Critiques Bifrost 31

Retrouvez sur l'onglet Critiques les chroniques de livres du Bifrost n°31 !

L'Affaire Jane Eyre

1985. Le Royaume-Uni est dirigé par la Goliath Corporation. Ce trust omnipotent, qui repoussa l'invasion nazie, entretient en Crimée un conflit larvé qui dure depuis cent trente ans. Thursday Next, vétéran de Balaklava, y perdit un frère, et s'éloigna de son fiancé. Thursday est employée aux LittéraTec, niveau OS-27 qui traque les contrefaçons littéraires. Car les Anglais de cette réalité alternée vénèrent l'écrit, au point de jouer Richard III en continu, façon Rocky Horror Show, ou de se baptiser en masse John Milton. On débat du Poète, comme s'il s'agissait du mauvais temps, tout en écoutant les shakesparleurs débiter des tirades, et les ménagères se demandent pourquoi Charlotte Brontë ne conclut pas son chef-d'œuvre par un beau mariage. Suite au vol du Martin Chuzzlewit de Dickens, Thursday Next est contactée par Tamworth. Le directeur du OS-5 soupçonne Achéron Hadès d'avoir fait le coup. Ce maître criminel, que tout le monde espérait mort, semble bénéficier de pouvoirs étranges, qui le soustraient à toute détection et lui permettent de conditionner ses adversaires. Mais si Achéron peut surgir au simple énoncé de son nom, nul ne connaît son visage. À l'exception de miss Next qui fut son élève à l'université, et l'objet de ses avances. Thursday accepte, délaisse Pickwick, son oiseau dodo (modèle 1.2), et part à la rencontre d'Hadès et sa bande, composée du docteur Müller, savant fou, d'un acteur cabotin, pléonasme, et des Félix, assassins par contrainte qui se transmettent leur visage. L'opération est un échec. À l'hôpital, Thursday reçoit la visite de son père, pirate temporel traqué par les Chronogardes qui retapent le continuum avec des ballons, et s'entretient avec elle-même. Next reprend l'affaire, d'autant que son oncle Mycroft est contraint par Hadès d'utiliser sa formidable invention pour effacer un personnage secondaire de Dickens. Mais le maître du mal souhaite maintenant s'en prendre à Jane Eyre. Or Thursday entretient un rapport intime avec le roman depuis que, petite, elle a favorisé la rencontre de Jane et du sombre Rochester.

Dans l'injustement inédit en France The incredible umbrella, de Marvin Kaye, plusieurs héros de romans voyaient leur destin modifié par l'intrusion d'un lecteur, et l'on se souvient du personnage de Woody Allen, retenu prisonnier d'une grammaire espagnole.
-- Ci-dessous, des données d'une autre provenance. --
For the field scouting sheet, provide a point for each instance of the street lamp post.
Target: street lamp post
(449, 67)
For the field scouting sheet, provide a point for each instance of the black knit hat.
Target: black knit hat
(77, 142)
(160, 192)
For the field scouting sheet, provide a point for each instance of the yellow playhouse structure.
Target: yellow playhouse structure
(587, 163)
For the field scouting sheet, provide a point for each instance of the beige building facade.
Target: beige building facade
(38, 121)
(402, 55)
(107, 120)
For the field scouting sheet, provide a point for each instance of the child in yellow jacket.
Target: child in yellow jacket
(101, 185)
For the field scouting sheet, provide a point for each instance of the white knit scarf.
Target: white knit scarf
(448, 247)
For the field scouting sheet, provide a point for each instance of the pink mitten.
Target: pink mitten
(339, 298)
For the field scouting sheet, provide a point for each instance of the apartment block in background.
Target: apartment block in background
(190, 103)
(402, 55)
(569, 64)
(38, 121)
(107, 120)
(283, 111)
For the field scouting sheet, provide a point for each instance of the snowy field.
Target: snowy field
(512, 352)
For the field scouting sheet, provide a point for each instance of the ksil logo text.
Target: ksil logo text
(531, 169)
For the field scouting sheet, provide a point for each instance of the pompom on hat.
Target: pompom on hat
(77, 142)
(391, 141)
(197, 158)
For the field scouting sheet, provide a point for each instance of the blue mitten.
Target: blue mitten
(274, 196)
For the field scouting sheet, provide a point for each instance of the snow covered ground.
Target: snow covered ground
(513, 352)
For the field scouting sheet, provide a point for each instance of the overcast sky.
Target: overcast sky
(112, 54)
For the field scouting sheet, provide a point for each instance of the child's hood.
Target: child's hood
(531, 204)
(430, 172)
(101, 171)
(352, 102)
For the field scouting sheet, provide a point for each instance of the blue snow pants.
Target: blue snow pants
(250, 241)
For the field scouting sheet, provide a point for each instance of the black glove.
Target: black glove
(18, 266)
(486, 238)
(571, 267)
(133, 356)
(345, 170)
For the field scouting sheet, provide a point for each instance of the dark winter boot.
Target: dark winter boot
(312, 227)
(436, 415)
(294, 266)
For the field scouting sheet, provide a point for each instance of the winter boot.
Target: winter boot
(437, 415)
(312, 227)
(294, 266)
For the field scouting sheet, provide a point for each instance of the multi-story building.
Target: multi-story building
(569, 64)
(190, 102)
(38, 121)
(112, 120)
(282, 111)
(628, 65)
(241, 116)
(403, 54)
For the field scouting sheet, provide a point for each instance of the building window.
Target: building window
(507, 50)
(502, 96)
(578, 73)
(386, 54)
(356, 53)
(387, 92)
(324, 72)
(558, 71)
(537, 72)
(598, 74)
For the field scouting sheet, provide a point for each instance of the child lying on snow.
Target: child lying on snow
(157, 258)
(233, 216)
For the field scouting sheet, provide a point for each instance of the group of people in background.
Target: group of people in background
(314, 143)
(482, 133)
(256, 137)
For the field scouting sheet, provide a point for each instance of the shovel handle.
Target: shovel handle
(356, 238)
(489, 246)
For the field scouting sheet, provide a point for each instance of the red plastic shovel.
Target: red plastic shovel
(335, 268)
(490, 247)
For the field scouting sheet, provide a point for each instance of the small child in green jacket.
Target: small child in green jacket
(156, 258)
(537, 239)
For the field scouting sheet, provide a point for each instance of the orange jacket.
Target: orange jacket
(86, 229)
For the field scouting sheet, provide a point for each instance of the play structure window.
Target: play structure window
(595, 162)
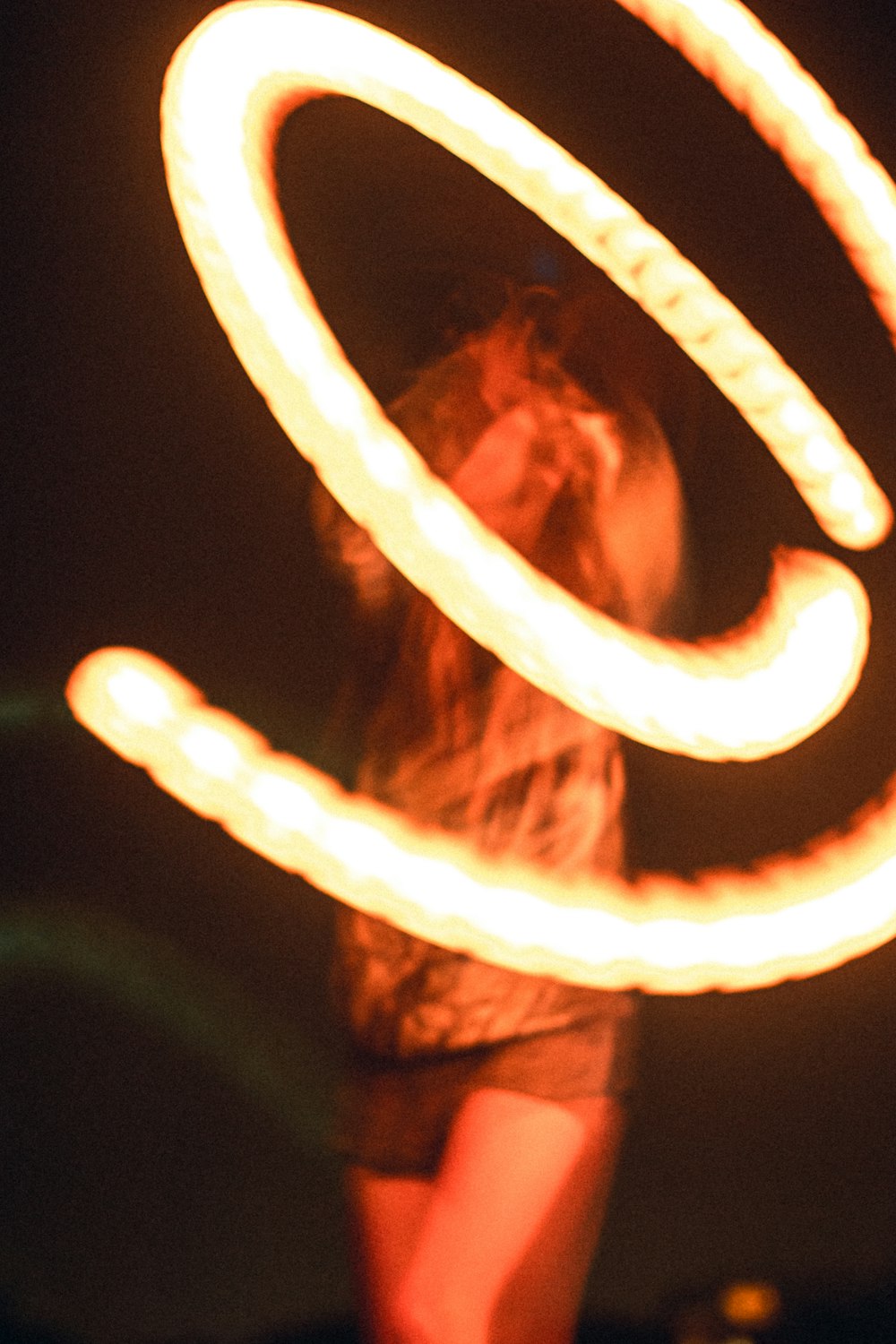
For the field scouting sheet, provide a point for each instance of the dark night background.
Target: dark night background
(166, 1054)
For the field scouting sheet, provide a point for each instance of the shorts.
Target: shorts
(394, 1116)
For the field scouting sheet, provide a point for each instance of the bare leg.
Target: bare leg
(495, 1249)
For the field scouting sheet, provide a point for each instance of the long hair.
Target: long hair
(584, 488)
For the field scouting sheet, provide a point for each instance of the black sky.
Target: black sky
(156, 503)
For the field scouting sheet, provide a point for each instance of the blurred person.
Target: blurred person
(482, 1109)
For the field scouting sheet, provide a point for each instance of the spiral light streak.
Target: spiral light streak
(726, 930)
(226, 94)
(747, 695)
(797, 118)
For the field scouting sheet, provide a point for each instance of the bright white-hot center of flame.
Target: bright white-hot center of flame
(759, 690)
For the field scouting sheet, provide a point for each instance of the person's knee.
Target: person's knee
(425, 1317)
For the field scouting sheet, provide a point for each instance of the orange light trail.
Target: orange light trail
(726, 930)
(755, 691)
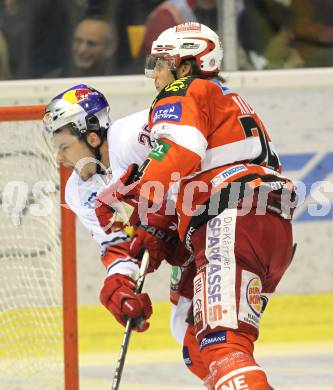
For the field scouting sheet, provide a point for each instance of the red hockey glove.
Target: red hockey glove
(112, 214)
(118, 296)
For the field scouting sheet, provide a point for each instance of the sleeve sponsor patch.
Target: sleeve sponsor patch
(160, 150)
(168, 112)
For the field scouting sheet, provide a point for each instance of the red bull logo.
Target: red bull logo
(77, 95)
(82, 94)
(253, 295)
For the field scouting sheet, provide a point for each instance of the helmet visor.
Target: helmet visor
(157, 63)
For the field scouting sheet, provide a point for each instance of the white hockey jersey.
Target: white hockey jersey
(128, 143)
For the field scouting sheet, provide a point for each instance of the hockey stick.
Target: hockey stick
(128, 329)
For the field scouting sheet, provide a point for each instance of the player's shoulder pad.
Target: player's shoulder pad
(178, 87)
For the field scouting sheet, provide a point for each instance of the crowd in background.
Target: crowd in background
(68, 38)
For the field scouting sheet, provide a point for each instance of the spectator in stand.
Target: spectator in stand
(14, 26)
(93, 46)
(312, 25)
(4, 58)
(266, 36)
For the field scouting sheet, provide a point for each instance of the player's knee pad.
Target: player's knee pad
(191, 355)
(231, 363)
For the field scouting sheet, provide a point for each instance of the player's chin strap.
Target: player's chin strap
(94, 126)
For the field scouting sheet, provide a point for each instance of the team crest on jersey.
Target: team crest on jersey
(168, 112)
(160, 150)
(250, 299)
(176, 85)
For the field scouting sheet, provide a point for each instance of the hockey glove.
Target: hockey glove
(118, 296)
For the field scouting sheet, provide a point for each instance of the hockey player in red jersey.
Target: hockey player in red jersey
(234, 206)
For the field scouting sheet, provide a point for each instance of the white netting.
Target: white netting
(31, 354)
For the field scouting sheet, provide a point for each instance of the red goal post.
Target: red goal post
(25, 114)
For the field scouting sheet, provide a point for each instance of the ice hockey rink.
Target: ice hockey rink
(296, 342)
(289, 367)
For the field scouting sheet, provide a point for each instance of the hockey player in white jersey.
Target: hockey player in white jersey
(78, 122)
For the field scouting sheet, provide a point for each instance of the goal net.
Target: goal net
(31, 301)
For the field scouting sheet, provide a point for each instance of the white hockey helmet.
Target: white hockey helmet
(187, 40)
(83, 108)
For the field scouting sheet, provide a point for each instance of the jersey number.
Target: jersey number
(251, 127)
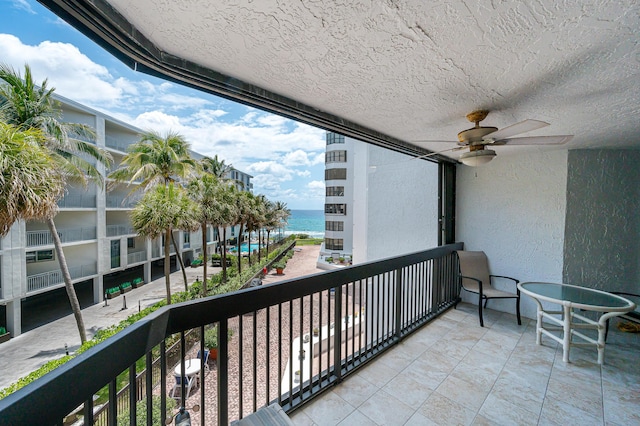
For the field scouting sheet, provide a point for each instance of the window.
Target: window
(335, 157)
(115, 254)
(335, 208)
(330, 225)
(40, 256)
(330, 174)
(335, 191)
(334, 138)
(333, 244)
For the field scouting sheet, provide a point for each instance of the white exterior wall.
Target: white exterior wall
(115, 136)
(514, 210)
(402, 200)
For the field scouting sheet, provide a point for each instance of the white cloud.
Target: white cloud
(23, 5)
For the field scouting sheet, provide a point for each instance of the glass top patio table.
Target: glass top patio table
(577, 297)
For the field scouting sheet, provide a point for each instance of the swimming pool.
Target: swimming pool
(244, 247)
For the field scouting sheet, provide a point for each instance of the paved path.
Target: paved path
(27, 352)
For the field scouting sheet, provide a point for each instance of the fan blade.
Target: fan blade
(430, 141)
(457, 148)
(516, 129)
(536, 140)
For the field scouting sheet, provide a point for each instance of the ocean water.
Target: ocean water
(309, 222)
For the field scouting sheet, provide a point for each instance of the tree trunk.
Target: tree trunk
(224, 254)
(167, 266)
(268, 232)
(71, 292)
(239, 245)
(184, 273)
(249, 247)
(204, 257)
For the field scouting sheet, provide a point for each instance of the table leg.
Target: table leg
(539, 325)
(566, 338)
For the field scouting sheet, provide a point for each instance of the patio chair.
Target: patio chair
(633, 316)
(175, 391)
(475, 278)
(206, 360)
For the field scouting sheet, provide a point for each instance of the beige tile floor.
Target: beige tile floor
(454, 372)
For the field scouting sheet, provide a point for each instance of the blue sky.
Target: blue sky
(286, 158)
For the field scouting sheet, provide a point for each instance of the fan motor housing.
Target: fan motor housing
(475, 134)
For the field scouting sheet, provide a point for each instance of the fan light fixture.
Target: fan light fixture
(478, 157)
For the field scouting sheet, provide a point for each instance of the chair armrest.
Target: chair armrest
(502, 276)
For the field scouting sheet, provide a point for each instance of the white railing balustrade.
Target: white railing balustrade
(115, 230)
(68, 235)
(137, 256)
(47, 279)
(77, 200)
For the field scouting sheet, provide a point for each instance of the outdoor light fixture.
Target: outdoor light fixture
(478, 157)
(182, 417)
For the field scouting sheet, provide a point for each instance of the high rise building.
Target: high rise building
(101, 247)
(359, 179)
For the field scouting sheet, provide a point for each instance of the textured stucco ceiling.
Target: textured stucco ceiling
(412, 69)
La modification de la trame littéraire n'est donc pas un thème nouveau. Ce à quoi vous allez me dire : « Et alors, qu'est-ce que ça peut te faire, puisque Jasper Fforde signe un formidable premier roman ? » Je vous répondrai deux choses :

1) Tu ne me tutoies pas.

2) Effectivement, l'auteur parvient à concevoir l'improbable hybride de 1984 et Modesty Blaise, récit délirant où les vers s'alimentent à la syntaxe, et qui se permet d'interrompre l'action par une exégèse de Marlowe ou Bacon. On pourrait parler d'intertextualité, de relecture critique par altération, mais il est 19h et je dois acheter du pain. Disons simplement que le Fleuve Noir a fait preuve d'audace éditoriale, pari qui mérite d'être remporté car L'Affaire Jane Eyre est l'une des meilleures parutions de l'année. En attendant la suite : Lost in a good book.

Le Da Vinci Code

Le Louvre. Jacques Saunière, conservateur en chef du musée, est abattu dans la Grande galerie par un albinos. Mortellement blessé, le vieil homme a tout juste le temps de se déshabiller, plier ses vêtements, se tracer un pentacle sur l’abdomen, écrire au stylo à lumière noire une phrase en latin qui est aussi une séquence mathématique du XIIIe siècle qui vaut à la fois pour le nombre d’or et l’anagramme de Mona Lisa, écrire des choses sur le coffrage en plexiglas de la Joconde, puis revenir au point de départ tout en essuyant le sang, dessiner sur le sol des arcs de cercle, se poser au centre en respectant la figure du pentagramme et… mourir. L’inspecteur Bézu Fache se rend sur les lieux et convoque immédiatement Robert Langdon, un Américain spécialiste de la symbolique médiévale qui avait rendez-vous avec Saunière. Les deux hommes ne s’apprécient guère mais ils apprendront à se connaître. Est aussi présente Sophie Neveu, membre de la police scientifique et petite-fille de la victime. Elle ne parlait plus à Saunière depuis que, gamine, elle l’avait vu toucher les seins d’une grosse femme devant des gens masqués. Langdon lui explique qu’il s’agit en réalité d’un rite initiatique parfaitement pur, et que ce n’est pas comme si papy avait défoncé la foune de la radasse par vice. Bonne fille, Sophie n’en disconvient pas, mais du coup regrette la brouille avec son grand-père (elle était traumatisée). Pour fuir l’albinos, Sophie et Langdon se réfugient chez un paraplégique, Leigh Teabing, qui est un spécialiste du Graal. Ensemble, ils vont déchiffrer un mystérieux cryptage qui commence par : ELC AL TSE ESSEGAS ED TOM XUEIV NU SNAD… L’Américain penche pour du Nikkudim, ancienne langue sémitique, mais ce peut être aussi du Rachi, voire du Stam. Sophie trouve la solution : c’est le fameux code de Vinci ! En fait, c’est du français écrit à l’envers (dans la version originale, c’est de l’anglais écrit à l’envers, et à Alenverland, c’est traduit à l’endroit). Nos héros vont mettre au jour une monumentale conspiration impliquant l’Opus Dei, le Vatican et la Fraternité de Sion qui cherchent à révéler ou à taire que le Christ est Marie-Madeleine ! Las, Leigh Teabing a commandité le meurtre de Saunière. Le paraplégique se débarrasse d’un complice à l’aide d’une cacahuète, mais ne parviendra pas à ses fins. Sophie et Langdon tairont pourtant la vérité, car le monde n’est pas prêt, et que le chemin parcouru vaut mieux que le but à atteindre.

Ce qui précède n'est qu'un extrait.